第31回騒音対策委員会発言要旨
成田空港から郷土とくらしを守る会
1.「成田空港を軍事的に利用しない」という約束を守る事
自衛隊イラク派遣部隊の先遣隊が成田空港から出発したが、これは明白な「軍事的利用」であり、「通常の商行為」とは言えない。今回の事態は1972年に結ばれた本会他2団体と空港公団との「航空公害に関する覚書」や、日本山妙法寺と国・空港公団・千葉県との間に結ばれた「平和塔遷座のための取極書」に違反している。国会に提出される有事関連法によると、成田空港と空域は丸ごと軍事利用されると言われるが、約束では「安保条約およぴこれに基づく地位協定の存在にもかかわらず、これを軍事的に利用することは絶対に認めない。」としている。今後、このような約束違反を行わない事。
2.騒音評価を「機数補正」から「騒音値補正」に変更する事
騒音評価値のWECPNLで逆転現象が起こった事は広く知られている。国では5年をめどに検討中との事であるが、WECPNLの計算方式を日本式の「機数補正」から、かってICAOが勧告した「騒音値補正」に変えれば逆転は起こらない。これを直ちに実施すべきである。また、抜本的改正にあたっては住民の被害感覚に合致した評価値を採用すべきである。
3.環境基準を早期に達成し、達成できない75WECPNLから70WECPNLの地域に対して民家防音対策を講じる事
環境基準の達成期限を20年近く過ぎても成田空港周辺の達成率は50%以下である。県内の基地飛行場周辺と比べても達成率が著しく低い。1日も早く達成して欲しい。特に、75WECPNL未満、70WECPNL以上の地域で環境基準を達成していない所には民家防音をC工法以上で実施すべきである。
4.民営化に関する「四者協定」の継続協議を早く開始する事
周辺自治体や住民は「空港公団民営化で周辺対策の充実が難しくなるのではないか。」との恐れを抱いている。民営化に関する「四者協定」でも充実の部分は先送りされた。完全民営化まで後3年と言われるが、積み残しの問題に関する協議を早く始めて十分に議論すべきだ。
5.暫定平行滑走路の北側への再延伸は行わない事
総裁は平行滑走路の2500m化問題で結論を今年中にも出す旨の発言を繰り返している。その中で、北側への再度の延伸も視野に入れているとしているが、北側に再延伸した場合、北側地域の騒音が激しくなる。これは、本来の計画にないもので、住民にとっては迷惑以外の何者でもない。また、北側に再延伸しても誘導路問題などで機能が制限を受けるし、北側の百里空域との関係で安全性に疑問がある。2500m化は本来計画で行うべきである。
6.需要予測の過剰な見積もりは行わない事
平成13年度の国土交通白書を見ると成田空港の需要予測で「発着回数が22万回に達するのは2015年」としている。
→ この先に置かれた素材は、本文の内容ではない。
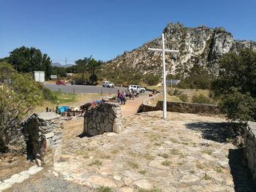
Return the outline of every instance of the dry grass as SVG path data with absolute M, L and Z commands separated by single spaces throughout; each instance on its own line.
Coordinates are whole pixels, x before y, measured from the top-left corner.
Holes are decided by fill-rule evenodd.
M 93 100 L 102 99 L 105 96 L 109 96 L 109 94 L 98 94 L 98 93 L 79 93 L 75 94 L 65 94 L 63 93 L 60 93 L 60 99 L 59 99 L 59 105 L 67 105 L 67 106 L 75 106 L 80 107 L 83 104 L 90 102 Z M 54 110 L 56 104 L 51 103 L 50 101 L 44 101 L 41 105 L 37 106 L 34 112 L 45 112 L 46 107 L 48 108 Z M 54 111 L 53 110 L 53 111 Z

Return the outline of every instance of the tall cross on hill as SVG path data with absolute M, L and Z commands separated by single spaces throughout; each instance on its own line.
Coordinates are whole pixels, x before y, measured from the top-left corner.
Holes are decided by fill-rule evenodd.
M 162 51 L 162 78 L 164 84 L 164 102 L 163 102 L 163 118 L 166 119 L 166 72 L 165 72 L 165 52 L 169 53 L 178 53 L 178 50 L 165 50 L 165 36 L 164 34 L 162 34 L 162 49 L 155 49 L 155 48 L 148 48 L 149 50 L 154 51 Z

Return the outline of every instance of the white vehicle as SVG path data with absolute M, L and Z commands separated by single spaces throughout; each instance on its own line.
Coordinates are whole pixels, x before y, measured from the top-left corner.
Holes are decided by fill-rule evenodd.
M 146 91 L 146 88 L 141 88 L 139 85 L 129 85 L 127 89 L 129 91 L 130 91 L 131 89 L 133 89 L 133 91 L 136 91 L 137 89 L 138 89 L 140 91 L 140 92 L 141 92 L 141 93 L 144 93 Z
M 113 88 L 115 87 L 115 85 L 110 81 L 103 81 L 102 87 L 103 88 Z

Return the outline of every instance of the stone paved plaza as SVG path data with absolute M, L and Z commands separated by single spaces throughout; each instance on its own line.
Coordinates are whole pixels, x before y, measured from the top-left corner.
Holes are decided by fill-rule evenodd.
M 82 119 L 67 122 L 51 172 L 90 189 L 235 191 L 229 150 L 236 147 L 223 137 L 225 120 L 168 112 L 165 121 L 162 115 L 125 117 L 121 133 L 92 137 L 78 137 Z

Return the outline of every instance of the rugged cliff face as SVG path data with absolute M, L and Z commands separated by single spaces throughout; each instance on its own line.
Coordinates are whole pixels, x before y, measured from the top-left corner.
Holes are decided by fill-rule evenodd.
M 216 74 L 218 72 L 218 60 L 224 54 L 244 48 L 256 51 L 255 42 L 234 40 L 232 34 L 223 28 L 211 28 L 203 26 L 188 28 L 181 23 L 169 23 L 163 33 L 165 47 L 180 51 L 178 54 L 166 54 L 167 71 L 169 74 L 186 76 L 195 64 Z M 115 72 L 116 77 L 121 78 L 122 74 L 124 75 L 124 73 L 161 74 L 160 53 L 149 51 L 148 47 L 160 48 L 160 37 L 138 49 L 124 52 L 123 55 L 107 62 L 105 67 L 108 72 Z

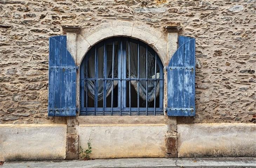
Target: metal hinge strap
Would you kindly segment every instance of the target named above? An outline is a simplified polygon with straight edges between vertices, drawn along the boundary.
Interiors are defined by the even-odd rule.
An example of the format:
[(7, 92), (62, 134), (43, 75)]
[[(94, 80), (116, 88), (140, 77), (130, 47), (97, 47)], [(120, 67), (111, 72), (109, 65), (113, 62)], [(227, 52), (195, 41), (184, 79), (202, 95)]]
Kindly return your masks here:
[(50, 68), (51, 69), (78, 69), (79, 67), (78, 66), (50, 66)]
[(76, 110), (75, 108), (49, 108), (50, 111), (65, 111), (66, 110)]
[(181, 110), (181, 111), (187, 111), (191, 110), (193, 111), (194, 110), (194, 108), (181, 108), (181, 107), (175, 107), (175, 108), (170, 108), (166, 107), (166, 110), (167, 111), (173, 111), (173, 110)]
[(169, 69), (193, 69), (193, 66), (168, 66), (167, 67)]

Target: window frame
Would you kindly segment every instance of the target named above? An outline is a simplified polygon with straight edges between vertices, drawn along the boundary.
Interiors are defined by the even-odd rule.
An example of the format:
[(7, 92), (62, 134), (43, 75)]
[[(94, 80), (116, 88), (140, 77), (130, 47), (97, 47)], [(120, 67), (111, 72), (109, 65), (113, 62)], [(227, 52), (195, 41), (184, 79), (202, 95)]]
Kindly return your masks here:
[[(118, 57), (119, 57), (119, 60), (121, 60), (121, 63), (118, 63), (118, 71), (119, 72), (118, 73), (118, 79), (116, 79), (116, 80), (117, 80), (118, 81), (118, 86), (117, 86), (116, 87), (118, 87), (118, 92), (119, 92), (119, 96), (118, 96), (118, 100), (119, 100), (119, 103), (118, 103), (118, 105), (117, 107), (113, 107), (113, 92), (112, 92), (112, 107), (106, 107), (106, 80), (112, 80), (112, 81), (113, 80), (115, 80), (115, 79), (113, 78), (113, 72), (112, 72), (112, 78), (107, 78), (106, 77), (106, 66), (105, 65), (106, 64), (106, 43), (107, 42), (109, 42), (110, 41), (112, 40), (112, 41), (113, 42), (113, 43), (114, 43), (114, 41), (115, 40), (117, 40), (119, 41), (120, 42), (120, 44), (121, 44), (121, 48), (119, 48), (118, 50), (118, 52), (119, 54), (118, 54)], [(156, 81), (157, 80), (159, 80), (160, 85), (160, 89), (159, 90), (159, 107), (156, 107), (156, 97), (155, 97), (155, 98), (154, 100), (154, 107), (148, 107), (148, 102), (147, 101), (146, 101), (146, 107), (139, 107), (139, 108), (138, 107), (138, 106), (137, 106), (137, 107), (131, 107), (130, 104), (130, 105), (129, 106), (129, 107), (126, 107), (126, 104), (127, 103), (127, 100), (126, 99), (126, 95), (125, 96), (124, 96), (123, 95), (125, 95), (126, 94), (126, 92), (127, 91), (126, 89), (127, 89), (127, 88), (126, 87), (126, 82), (127, 81), (129, 81), (129, 84), (130, 86), (130, 81), (131, 80), (135, 80), (137, 81), (140, 81), (140, 80), (146, 80), (147, 81), (148, 81), (149, 80), (149, 79), (148, 78), (148, 76), (147, 74), (146, 75), (146, 78), (140, 78), (139, 77), (138, 77), (137, 79), (132, 79), (130, 78), (130, 72), (129, 72), (129, 76), (128, 78), (127, 78), (126, 76), (126, 66), (127, 66), (127, 63), (126, 62), (127, 60), (126, 60), (126, 49), (123, 49), (123, 48), (124, 47), (125, 45), (124, 44), (124, 41), (125, 41), (126, 42), (126, 41), (128, 41), (128, 51), (129, 51), (129, 48), (130, 48), (130, 41), (133, 41), (133, 42), (137, 42), (137, 49), (138, 50), (138, 51), (139, 51), (140, 50), (140, 47), (141, 46), (142, 46), (142, 45), (144, 45), (146, 46), (146, 58), (147, 59), (147, 61), (146, 61), (146, 73), (147, 73), (147, 68), (148, 68), (148, 66), (147, 66), (147, 58), (148, 58), (148, 49), (150, 48), (150, 50), (152, 50), (152, 51), (153, 51), (154, 52), (155, 54), (155, 79), (152, 79), (151, 80), (154, 80), (155, 83), (155, 88), (156, 88), (156, 85), (155, 83), (156, 82)], [(83, 90), (84, 90), (84, 88), (86, 88), (86, 87), (85, 86), (85, 85), (86, 85), (86, 82), (85, 82), (86, 84), (85, 84), (85, 82), (84, 82), (85, 80), (86, 81), (87, 80), (88, 80), (88, 79), (87, 78), (87, 77), (85, 75), (85, 73), (84, 73), (84, 71), (83, 70), (83, 68), (84, 68), (86, 66), (86, 64), (88, 64), (88, 57), (87, 56), (87, 54), (89, 53), (89, 52), (90, 52), (90, 51), (91, 51), (91, 50), (93, 49), (94, 48), (94, 50), (95, 51), (95, 48), (96, 48), (97, 45), (102, 45), (102, 43), (103, 44), (103, 45), (104, 46), (104, 63), (103, 64), (103, 66), (104, 67), (104, 77), (103, 78), (101, 79), (101, 78), (99, 78), (97, 77), (97, 76), (96, 76), (97, 74), (97, 73), (96, 73), (95, 74), (95, 78), (94, 79), (90, 79), (89, 80), (94, 80), (95, 82), (95, 85), (97, 86), (97, 81), (99, 80), (103, 80), (105, 82), (105, 84), (104, 84), (104, 95), (103, 95), (103, 105), (102, 107), (97, 107), (97, 100), (95, 100), (95, 103), (94, 103), (94, 107), (96, 106), (96, 107), (88, 107), (88, 104), (87, 105), (85, 105), (85, 104), (84, 102), (85, 101), (85, 100), (86, 103), (87, 103), (87, 101), (88, 101), (88, 95), (85, 95), (85, 91), (83, 91)], [(114, 43), (113, 43), (114, 44)], [(113, 51), (114, 51), (114, 46), (113, 46)], [(119, 52), (120, 52), (120, 53)], [(113, 52), (112, 52), (113, 53)], [(128, 51), (128, 52), (129, 52)], [(137, 52), (137, 53), (138, 53), (139, 52)], [(95, 52), (95, 54), (96, 54), (96, 55), (97, 55), (97, 53), (96, 52)], [(128, 55), (129, 55), (129, 56), (128, 56), (129, 59), (128, 60), (129, 61), (129, 53), (128, 53)], [(137, 54), (138, 55), (138, 58), (139, 58), (139, 54)], [(114, 54), (113, 54), (113, 57), (114, 56)], [(120, 57), (120, 58), (119, 57)], [(95, 64), (96, 65), (96, 64), (97, 64), (98, 63), (97, 61), (97, 56), (95, 56)], [(112, 58), (113, 58), (114, 57), (112, 57)], [(112, 59), (113, 60), (113, 59)], [(84, 62), (85, 61), (85, 60), (86, 62), (86, 63), (85, 63)], [(124, 61), (123, 61), (124, 60)], [(139, 63), (139, 61), (138, 61), (138, 63)], [(157, 64), (157, 65), (159, 66), (159, 72), (160, 72), (160, 77), (159, 79), (156, 78), (156, 64)], [(113, 64), (112, 64), (112, 66), (113, 66)], [(121, 65), (122, 65), (122, 66)], [(138, 70), (139, 69), (139, 64), (138, 64)], [(113, 66), (112, 66), (113, 67)], [(95, 66), (95, 72), (97, 71), (97, 65), (96, 66)], [(159, 58), (159, 56), (156, 53), (156, 52), (155, 52), (153, 49), (152, 49), (150, 46), (148, 46), (148, 44), (147, 44), (144, 43), (143, 42), (142, 42), (142, 41), (140, 40), (139, 40), (137, 39), (135, 39), (133, 38), (128, 38), (126, 37), (110, 37), (109, 38), (107, 38), (107, 39), (105, 39), (102, 41), (99, 42), (96, 44), (95, 45), (94, 45), (91, 48), (90, 50), (87, 52), (87, 54), (86, 54), (86, 55), (85, 57), (84, 57), (83, 60), (82, 61), (82, 62), (80, 64), (80, 84), (79, 85), (79, 87), (80, 89), (80, 115), (104, 115), (106, 114), (107, 115), (147, 115), (149, 114), (149, 115), (162, 115), (164, 114), (164, 108), (163, 108), (163, 103), (164, 103), (164, 66), (163, 64), (163, 63), (162, 62), (162, 61), (161, 60), (161, 59)], [(88, 70), (87, 70), (88, 71)], [(129, 68), (129, 71), (130, 71), (130, 69)], [(138, 70), (138, 74), (139, 74), (139, 71)], [(121, 73), (119, 73), (119, 72), (121, 72)], [(125, 73), (124, 73), (124, 72), (126, 72)], [(88, 71), (86, 72), (86, 73), (88, 73)], [(138, 75), (138, 77), (139, 77), (139, 75)], [(113, 85), (113, 82), (112, 82), (112, 86)], [(148, 82), (147, 82), (146, 83), (146, 89), (147, 90), (147, 91), (146, 92), (147, 95), (146, 97), (147, 97), (147, 89), (148, 89), (148, 87), (147, 87), (147, 83)], [(139, 83), (138, 83), (138, 85), (139, 86)], [(97, 87), (95, 87), (96, 89), (97, 89)], [(112, 87), (113, 88), (113, 87)], [(125, 89), (124, 89), (125, 88)], [(129, 87), (129, 88), (130, 88), (130, 87)], [(96, 95), (97, 94), (97, 91), (96, 90), (96, 90), (95, 90), (95, 97), (96, 97)], [(129, 89), (130, 90), (130, 89)], [(130, 91), (129, 90), (129, 93), (130, 96), (129, 96), (129, 102), (130, 102)], [(137, 94), (137, 98), (139, 99), (139, 97), (140, 96), (139, 94)], [(86, 99), (86, 100), (85, 100)], [(96, 99), (94, 99), (94, 100), (95, 100)], [(139, 104), (139, 100), (137, 101), (138, 102), (138, 104)], [(121, 108), (120, 108), (121, 107)], [(92, 112), (93, 112), (92, 113)], [(137, 114), (134, 114), (134, 112), (137, 112)], [(152, 114), (151, 113), (153, 112), (153, 113)], [(150, 115), (151, 114), (151, 115)]]

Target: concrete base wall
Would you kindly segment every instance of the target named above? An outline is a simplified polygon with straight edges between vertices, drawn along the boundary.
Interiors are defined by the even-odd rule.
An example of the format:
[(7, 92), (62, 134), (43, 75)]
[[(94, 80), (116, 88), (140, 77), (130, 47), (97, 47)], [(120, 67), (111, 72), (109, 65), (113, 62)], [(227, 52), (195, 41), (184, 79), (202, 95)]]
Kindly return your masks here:
[(67, 127), (0, 124), (0, 161), (64, 159)]
[(179, 157), (256, 156), (256, 125), (178, 124)]
[(167, 130), (161, 124), (81, 125), (79, 145), (86, 149), (90, 137), (93, 158), (164, 157)]

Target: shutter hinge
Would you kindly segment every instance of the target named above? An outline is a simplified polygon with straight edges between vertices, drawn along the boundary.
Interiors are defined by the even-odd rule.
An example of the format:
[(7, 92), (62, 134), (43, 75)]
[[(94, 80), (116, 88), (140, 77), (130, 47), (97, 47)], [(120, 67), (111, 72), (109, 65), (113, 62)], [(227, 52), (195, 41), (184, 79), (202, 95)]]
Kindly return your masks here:
[(193, 70), (194, 68), (193, 66), (168, 66), (168, 68), (169, 69), (191, 69)]
[(50, 66), (50, 68), (51, 69), (78, 69), (79, 68), (79, 66)]
[(69, 110), (75, 110), (75, 108), (49, 108), (49, 111), (66, 111)]
[(190, 110), (191, 111), (194, 111), (194, 109), (193, 108), (181, 108), (181, 107), (175, 107), (175, 108), (170, 108), (170, 107), (166, 107), (166, 111), (173, 111), (173, 110), (181, 110), (181, 111), (187, 111)]

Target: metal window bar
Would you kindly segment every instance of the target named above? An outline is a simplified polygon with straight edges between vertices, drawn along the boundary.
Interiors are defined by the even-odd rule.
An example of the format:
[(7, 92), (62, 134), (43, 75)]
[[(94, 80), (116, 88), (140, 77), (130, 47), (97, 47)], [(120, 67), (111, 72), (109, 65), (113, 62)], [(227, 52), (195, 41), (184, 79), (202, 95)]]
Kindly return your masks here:
[(156, 52), (155, 54), (155, 91), (154, 93), (154, 115), (156, 115)]
[(98, 107), (98, 56), (97, 52), (97, 44), (95, 46), (95, 62), (94, 64), (94, 115), (96, 115), (96, 108)]
[(112, 86), (111, 91), (111, 115), (113, 115), (113, 97), (114, 96), (114, 65), (115, 56), (115, 40), (113, 39), (112, 53)]
[(137, 43), (137, 66), (138, 66), (138, 73), (137, 73), (137, 75), (138, 76), (137, 76), (138, 78), (138, 82), (137, 82), (137, 89), (138, 90), (138, 91), (137, 91), (137, 99), (138, 99), (138, 102), (137, 102), (137, 107), (138, 108), (138, 115), (140, 115), (140, 42), (139, 41), (138, 41), (138, 43)]
[(103, 115), (105, 115), (105, 108), (106, 107), (106, 90), (107, 85), (107, 80), (106, 80), (106, 76), (107, 76), (107, 55), (106, 52), (106, 42), (104, 41), (104, 48), (103, 53), (103, 59), (104, 60), (104, 63), (103, 64), (103, 76), (104, 78), (104, 91), (103, 92)]
[(146, 47), (146, 115), (148, 115), (148, 45)]
[[(86, 66), (85, 66), (85, 78), (87, 79), (88, 78), (88, 57), (86, 56), (86, 58), (85, 61), (86, 62)], [(86, 80), (85, 85), (86, 85), (86, 96), (85, 99), (85, 104), (86, 106), (86, 111), (87, 111), (87, 108), (88, 107), (88, 82), (87, 80)], [(84, 93), (84, 92), (83, 92)]]
[(132, 115), (132, 111), (131, 111), (131, 66), (130, 61), (130, 40), (128, 41), (128, 64), (129, 66), (129, 112), (130, 112), (130, 115)]

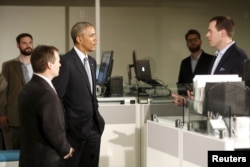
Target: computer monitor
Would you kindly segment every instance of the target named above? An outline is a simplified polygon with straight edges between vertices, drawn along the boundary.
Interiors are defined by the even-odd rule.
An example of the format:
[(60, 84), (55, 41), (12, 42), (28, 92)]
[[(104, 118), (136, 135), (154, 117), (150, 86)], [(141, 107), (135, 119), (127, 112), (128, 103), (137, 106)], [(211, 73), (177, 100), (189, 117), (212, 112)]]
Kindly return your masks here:
[(133, 53), (132, 53), (132, 61), (133, 61), (133, 63), (128, 65), (128, 83), (129, 84), (131, 84), (131, 80), (132, 80), (131, 68), (134, 68), (135, 77), (137, 77), (136, 70), (135, 70), (136, 69), (136, 53), (135, 53), (135, 50), (133, 50)]
[(151, 69), (149, 60), (137, 60), (135, 67), (136, 78), (140, 80), (151, 79)]
[(113, 54), (114, 51), (105, 51), (102, 53), (102, 59), (96, 80), (96, 83), (100, 86), (106, 86), (111, 77), (113, 68)]

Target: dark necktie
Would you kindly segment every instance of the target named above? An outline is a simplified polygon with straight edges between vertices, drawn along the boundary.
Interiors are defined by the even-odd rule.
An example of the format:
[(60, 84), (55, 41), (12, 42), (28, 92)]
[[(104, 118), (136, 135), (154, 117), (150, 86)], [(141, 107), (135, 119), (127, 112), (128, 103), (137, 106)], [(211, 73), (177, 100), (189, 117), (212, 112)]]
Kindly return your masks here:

ところが、平成14年度の同じ白書では「発着回数が2010年には22万回に達する」としている。たった1年で5年も繰り上げられているのはどうしてか。これは、平行滑走路の2500m化や羽田空港再拡張を正当化するための水増しではないのか。現状を見ても、このように伸びてはいない。過剰な見積もりはするな。
7.成田財特法の適用範囲を広げ、新規事業も採択する事
成田財特法が延長された事は関係各位の努力の結果と感謝しているが、残念なのは対象となる事業が大幅に制限されてしまった事である。成田空港周辺地域の生活基盤整備は騒音への見返りであり、共生の具現化である。新規事業の採択を働きかけて欲しい。
8.物流業者の進出に対応する周辺地域の道路整備と交通安全対策を至急行う事
成田空港周辺に物流業者の保税倉庫などが林立している。これは、地元自治体にとって税収面では歓迎すべき現象である。しかし、昔ながらの農村地帯に大型貨物車が入り込む事により、交通安全上の危険がましている。大型貨物車と周辺住民が安全に共存できるような道路整備や交通規制は緊急な課題である。対策をお願いする。